Democracy exists so all sides can be heard and, importantly, can come together to arrive at a conclusion that isn’t life or death, that seeks to accommodate everyone, and that actually praises the gladiator for trying, whether we ultimately agree or disagree with his or her plan.

Just because Congress and the White House or the folks up in Topeka or even our neighbors in the county commission chamber don’t know how to behave as true patriots, who can be both progressive and conservative at the same time, doesn’t mean we all have to sink to their level.

Now isn’t the time for a push ahead at all costs or a moratorium that merely shoves an issue under a carpet. Now is the time not for argument but for conversation, discussion, and accommodation of legitimate concerns on both sides of this and every other issue.

We would never be so bold as to claim we understand every side of every issue, but the first step in resolving any problem is getting people not just to complain about it but to suggest ways to fix it — solutions that are more than just all or nothing.

It’s untidy and sometimes tedious to be wrapped up in interminable debate.

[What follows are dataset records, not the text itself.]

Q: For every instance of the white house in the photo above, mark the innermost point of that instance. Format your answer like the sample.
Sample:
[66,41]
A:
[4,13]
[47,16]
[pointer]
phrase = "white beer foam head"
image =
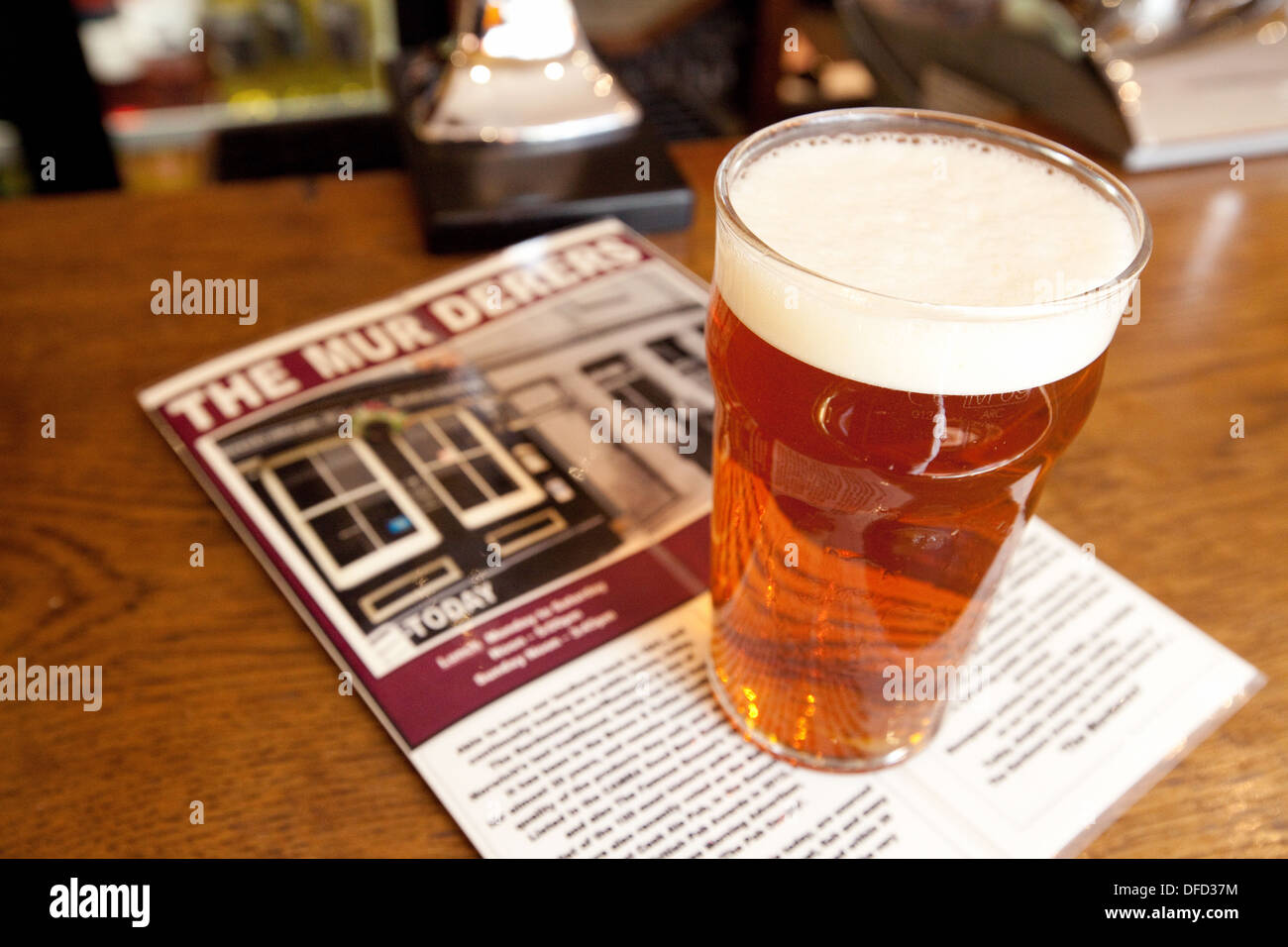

Worse still is that such debates often obscure other issues of a similar nature — like the on-going expansion of fracking-like activities at Marion County wells. Many equally important issues end up getting no attention at all because our ears can hear only the shouts of “Yes!” and “No!” to a handful of topics.

It finally may be time for the vast majority of residents squarely in the “maybe” camp to come forward and teach the “Yes!” and “No!” crowds the true meaning of democracy, American style, even if these days it is practiced only by the private citizens of Marion County.

Who knows? We might even show the rest of the political world a thing or two if we can get our “buts” in gear.